Sutter’s November quarterly staff meeting continued a high level of relevance with the subject of sexual harassment. A “comment” that four out of five men may take as a compliment, three out of five women would consider sexual harassment and could, if used, destroy your professional career and your family. Although attendance was modest for Gordon Hunt’s swan song, those that came seemed to think the message was timely and important. . . Meanwhile, across town, there was another staff meeting. Ballots had been sent out for the hospital’s chosen candidate for president-elect and a challenge candidate from the staff according to bylaw procedure. An additional candidate was fielded after many of the ballots were returned. We are told that attempts were made to delay the election, to change the bylaws, to allow staff to pick up their ballots and re-vote them. One response was why shouldn’t the hospital control at least 50% of the vote since they pay 50% of the staff salaries. Others began to wonder if medical staff salaries are a conflict of interest?


Kenneth Grant, M.D., J.D., from Georgetown University School of Medicine, was a guest lecturer recently in Sacramento. In his comments on the proposed national health plan, he stated that there are only two people in the whole delivery of health care with any ethics – the physician and the pharmacist. Dr. Grant also showed a cartoon of “Billary’s Garage.” An ambulance had driven up to get a broken headlight replaced. The caption read: “You’ll need a new ambulance.”
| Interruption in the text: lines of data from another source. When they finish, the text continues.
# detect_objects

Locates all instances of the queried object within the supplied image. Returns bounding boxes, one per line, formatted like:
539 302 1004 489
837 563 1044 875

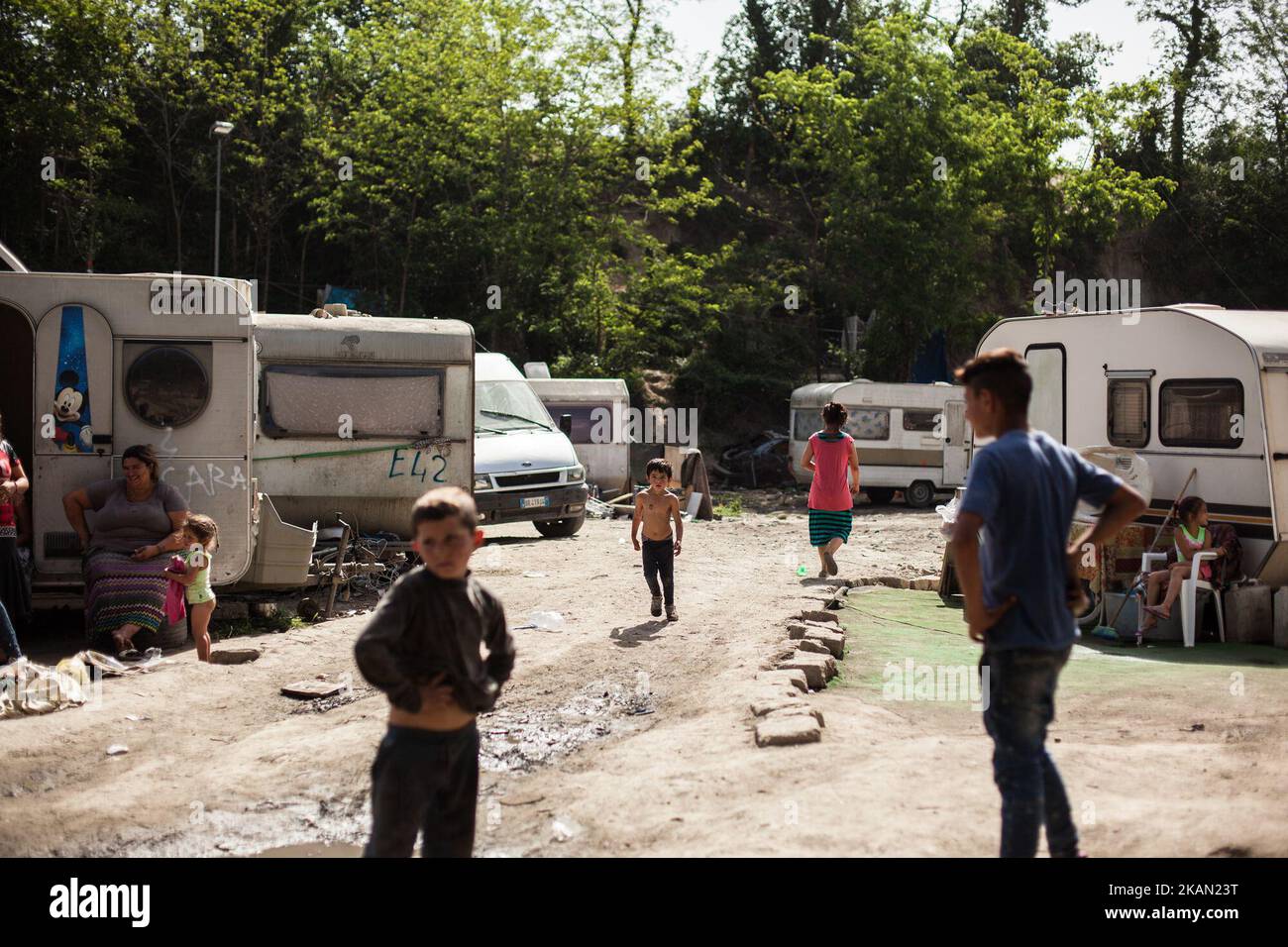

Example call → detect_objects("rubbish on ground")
935 496 957 536
684 491 705 519
550 818 581 841
0 657 86 717
501 792 545 805
282 679 348 701
210 648 259 665
514 612 564 631
54 656 90 686
76 648 171 678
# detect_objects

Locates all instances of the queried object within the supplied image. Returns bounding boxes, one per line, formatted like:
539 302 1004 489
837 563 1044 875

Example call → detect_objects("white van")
528 377 631 497
474 352 588 536
790 378 969 507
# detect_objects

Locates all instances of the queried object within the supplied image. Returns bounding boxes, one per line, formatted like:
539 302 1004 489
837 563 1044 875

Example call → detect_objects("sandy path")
0 507 1288 856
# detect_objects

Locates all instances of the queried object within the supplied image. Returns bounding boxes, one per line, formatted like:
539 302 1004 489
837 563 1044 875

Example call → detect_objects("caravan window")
261 365 443 438
1158 378 1244 449
845 407 890 441
123 342 210 428
1109 378 1149 447
545 401 607 445
793 408 823 441
903 407 943 434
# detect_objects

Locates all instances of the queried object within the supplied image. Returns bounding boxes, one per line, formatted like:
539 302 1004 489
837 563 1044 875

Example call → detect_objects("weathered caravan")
0 271 261 600
253 314 474 536
790 378 967 506
979 304 1288 586
528 377 631 496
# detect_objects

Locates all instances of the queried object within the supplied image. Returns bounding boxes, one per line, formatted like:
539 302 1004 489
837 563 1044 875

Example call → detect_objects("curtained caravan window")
1158 378 1245 450
1109 378 1149 447
261 365 443 438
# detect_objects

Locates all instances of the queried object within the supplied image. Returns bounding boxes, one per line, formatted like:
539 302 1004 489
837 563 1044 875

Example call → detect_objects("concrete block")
1271 585 1288 648
756 670 808 693
756 714 823 746
1226 585 1274 644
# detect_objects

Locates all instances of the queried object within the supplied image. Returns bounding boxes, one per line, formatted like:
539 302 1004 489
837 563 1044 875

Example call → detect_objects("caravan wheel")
533 513 587 540
903 480 935 510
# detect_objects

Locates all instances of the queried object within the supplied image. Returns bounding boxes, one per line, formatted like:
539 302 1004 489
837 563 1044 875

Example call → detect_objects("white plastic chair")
1136 549 1225 648
1180 550 1225 648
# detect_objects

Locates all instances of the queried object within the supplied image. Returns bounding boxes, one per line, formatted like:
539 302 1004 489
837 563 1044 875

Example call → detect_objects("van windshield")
474 381 555 432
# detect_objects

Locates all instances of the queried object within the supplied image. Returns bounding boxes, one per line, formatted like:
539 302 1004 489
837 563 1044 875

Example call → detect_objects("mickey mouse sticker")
54 368 94 454
53 305 94 454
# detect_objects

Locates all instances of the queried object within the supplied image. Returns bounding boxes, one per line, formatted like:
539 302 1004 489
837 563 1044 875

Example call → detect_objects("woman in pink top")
802 401 859 579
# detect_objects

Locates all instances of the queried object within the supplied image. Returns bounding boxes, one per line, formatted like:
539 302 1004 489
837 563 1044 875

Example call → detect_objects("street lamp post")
210 121 233 275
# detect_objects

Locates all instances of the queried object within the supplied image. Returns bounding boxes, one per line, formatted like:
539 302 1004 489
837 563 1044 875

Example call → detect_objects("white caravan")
0 271 264 603
790 378 969 507
979 304 1288 586
474 352 588 536
528 377 631 497
253 314 474 549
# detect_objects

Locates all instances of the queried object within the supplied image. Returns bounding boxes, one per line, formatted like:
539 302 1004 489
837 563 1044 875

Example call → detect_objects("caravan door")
33 304 116 574
943 401 966 487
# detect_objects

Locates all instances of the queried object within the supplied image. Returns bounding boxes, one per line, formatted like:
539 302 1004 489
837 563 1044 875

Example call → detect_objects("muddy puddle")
113 676 654 858
480 681 653 773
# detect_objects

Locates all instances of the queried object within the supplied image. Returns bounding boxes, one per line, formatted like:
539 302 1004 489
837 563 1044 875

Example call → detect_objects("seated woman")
1141 496 1229 641
63 445 188 659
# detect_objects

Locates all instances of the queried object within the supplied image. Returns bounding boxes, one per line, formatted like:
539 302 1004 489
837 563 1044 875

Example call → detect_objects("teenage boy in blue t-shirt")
952 349 1146 858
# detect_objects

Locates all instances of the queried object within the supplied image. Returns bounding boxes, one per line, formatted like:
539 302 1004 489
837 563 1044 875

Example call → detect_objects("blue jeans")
979 648 1078 858
0 601 22 661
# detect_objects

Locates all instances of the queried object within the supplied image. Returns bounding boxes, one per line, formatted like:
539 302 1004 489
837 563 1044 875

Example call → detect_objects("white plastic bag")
935 496 957 536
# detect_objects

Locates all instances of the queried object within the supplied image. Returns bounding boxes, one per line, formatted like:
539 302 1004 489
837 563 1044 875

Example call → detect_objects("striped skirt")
85 549 170 642
808 509 854 546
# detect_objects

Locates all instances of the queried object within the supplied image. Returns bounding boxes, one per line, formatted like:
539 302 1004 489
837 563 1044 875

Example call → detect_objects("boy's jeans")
979 648 1078 858
640 536 675 605
364 723 480 858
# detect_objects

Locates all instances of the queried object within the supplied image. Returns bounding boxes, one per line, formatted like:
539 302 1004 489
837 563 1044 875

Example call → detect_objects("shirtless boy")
631 458 684 621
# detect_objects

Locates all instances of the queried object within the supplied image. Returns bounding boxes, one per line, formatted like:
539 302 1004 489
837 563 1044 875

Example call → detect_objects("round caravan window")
125 346 210 428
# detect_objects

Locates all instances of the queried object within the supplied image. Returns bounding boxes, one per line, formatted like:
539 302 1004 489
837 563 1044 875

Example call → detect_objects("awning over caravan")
793 378 871 407
528 377 630 402
254 314 474 365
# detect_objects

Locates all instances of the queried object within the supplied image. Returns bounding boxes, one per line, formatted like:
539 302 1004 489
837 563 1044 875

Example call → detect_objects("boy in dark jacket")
355 487 514 858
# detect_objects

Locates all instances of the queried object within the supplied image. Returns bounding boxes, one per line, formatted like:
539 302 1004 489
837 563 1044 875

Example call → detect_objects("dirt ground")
0 493 1288 857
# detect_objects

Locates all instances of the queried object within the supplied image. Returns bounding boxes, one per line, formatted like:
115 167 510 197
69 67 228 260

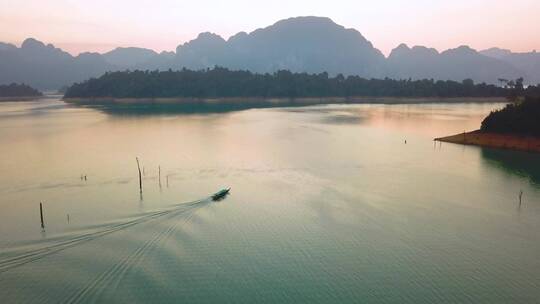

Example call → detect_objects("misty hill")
0 38 112 89
176 17 385 77
0 17 540 89
388 44 524 83
0 83 43 97
103 47 158 67
480 48 540 84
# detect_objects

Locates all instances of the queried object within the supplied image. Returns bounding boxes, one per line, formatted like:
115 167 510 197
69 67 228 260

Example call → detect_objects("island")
0 83 43 101
435 82 540 152
64 67 508 108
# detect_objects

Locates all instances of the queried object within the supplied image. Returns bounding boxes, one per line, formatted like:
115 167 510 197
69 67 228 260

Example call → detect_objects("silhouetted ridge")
0 16 540 89
64 68 508 98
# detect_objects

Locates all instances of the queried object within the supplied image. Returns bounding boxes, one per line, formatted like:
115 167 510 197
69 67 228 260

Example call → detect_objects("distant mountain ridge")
0 17 540 89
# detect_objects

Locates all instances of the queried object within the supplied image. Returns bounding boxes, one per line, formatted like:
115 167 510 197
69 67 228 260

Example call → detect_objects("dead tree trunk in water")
39 202 45 229
135 157 142 193
158 166 161 188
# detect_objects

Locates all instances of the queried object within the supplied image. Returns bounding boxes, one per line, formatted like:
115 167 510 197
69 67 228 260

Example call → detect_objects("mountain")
0 38 112 90
176 17 385 77
103 47 158 67
387 44 524 83
0 17 540 90
480 48 540 84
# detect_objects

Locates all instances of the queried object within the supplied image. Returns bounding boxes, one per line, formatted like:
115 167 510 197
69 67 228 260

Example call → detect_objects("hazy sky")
0 0 540 54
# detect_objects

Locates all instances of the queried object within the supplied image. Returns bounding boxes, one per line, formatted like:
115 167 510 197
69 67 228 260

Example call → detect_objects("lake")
0 99 540 303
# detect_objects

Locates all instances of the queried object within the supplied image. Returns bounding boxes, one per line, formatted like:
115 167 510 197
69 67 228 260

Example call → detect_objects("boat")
212 188 231 201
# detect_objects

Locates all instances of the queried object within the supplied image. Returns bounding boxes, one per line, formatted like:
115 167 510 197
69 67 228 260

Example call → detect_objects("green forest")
0 83 43 97
64 67 508 98
480 79 540 136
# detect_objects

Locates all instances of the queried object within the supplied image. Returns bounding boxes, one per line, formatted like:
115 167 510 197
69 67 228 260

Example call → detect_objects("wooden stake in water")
39 202 45 229
135 157 142 193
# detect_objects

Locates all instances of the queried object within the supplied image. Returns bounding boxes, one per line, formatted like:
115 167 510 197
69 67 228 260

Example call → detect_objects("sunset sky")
0 0 540 54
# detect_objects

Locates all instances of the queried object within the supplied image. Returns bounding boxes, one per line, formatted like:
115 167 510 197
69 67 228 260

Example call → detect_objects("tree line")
480 82 540 136
64 67 509 98
0 83 43 97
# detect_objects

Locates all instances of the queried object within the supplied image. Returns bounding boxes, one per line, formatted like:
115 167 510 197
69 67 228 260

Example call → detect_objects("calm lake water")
0 100 540 303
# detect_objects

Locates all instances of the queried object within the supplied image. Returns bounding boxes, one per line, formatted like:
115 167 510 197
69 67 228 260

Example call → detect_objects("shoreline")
0 95 46 102
62 96 506 108
434 130 540 153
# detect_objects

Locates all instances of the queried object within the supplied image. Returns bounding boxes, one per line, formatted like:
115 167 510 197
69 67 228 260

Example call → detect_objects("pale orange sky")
0 0 540 54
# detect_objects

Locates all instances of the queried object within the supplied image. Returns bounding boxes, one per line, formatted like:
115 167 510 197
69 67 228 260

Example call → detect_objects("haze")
0 0 540 54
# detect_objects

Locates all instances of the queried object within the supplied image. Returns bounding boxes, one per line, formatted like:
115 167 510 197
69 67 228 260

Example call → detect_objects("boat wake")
0 198 213 273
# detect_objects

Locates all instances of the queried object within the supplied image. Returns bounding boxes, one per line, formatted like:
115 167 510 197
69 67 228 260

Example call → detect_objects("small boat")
212 188 231 201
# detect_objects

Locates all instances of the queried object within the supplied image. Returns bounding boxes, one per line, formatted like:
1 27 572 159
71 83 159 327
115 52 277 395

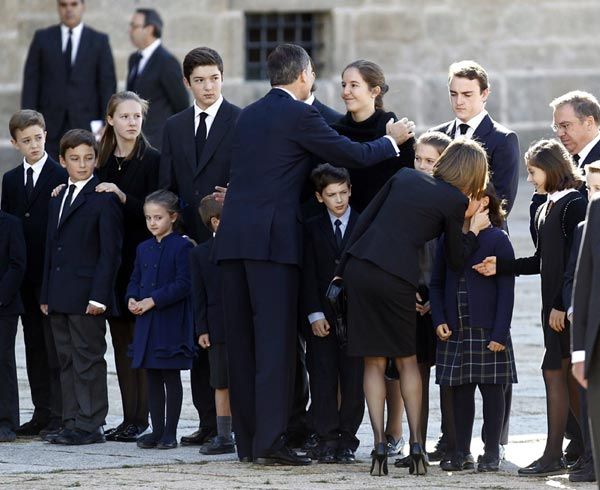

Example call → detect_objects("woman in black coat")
336 139 489 474
96 92 160 442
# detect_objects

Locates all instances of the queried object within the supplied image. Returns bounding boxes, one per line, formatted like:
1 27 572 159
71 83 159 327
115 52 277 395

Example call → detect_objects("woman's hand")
488 340 506 352
96 182 127 204
435 323 452 341
473 256 496 276
548 308 565 332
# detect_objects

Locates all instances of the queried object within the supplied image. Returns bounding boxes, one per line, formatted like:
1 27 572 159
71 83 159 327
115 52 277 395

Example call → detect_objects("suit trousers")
307 323 365 451
220 259 299 458
0 315 19 431
108 317 149 430
50 313 108 432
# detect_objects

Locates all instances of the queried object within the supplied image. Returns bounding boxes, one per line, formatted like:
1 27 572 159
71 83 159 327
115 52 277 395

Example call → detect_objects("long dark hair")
97 90 150 168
Getting back to those Fake Smiles. Be sure to check the smiles on those politicos who are out there allegedly trying to help our patients. We better fix that headlight before we will be forced to buy a new ambulance. . . And one final smile: “non profit” Blue Shield’s try to stitch together insurance, hospitals, and doctor groups into a loosely-knit merger with “for profit” UniHealth America is dead. If it had succeeded, Blue Shield would have lost its traditional allegiance to physicians and probably its membership in the national Blue Cross and Blue Shield organization. Would we then have had to organize a new Blue Plan? Keep smiling.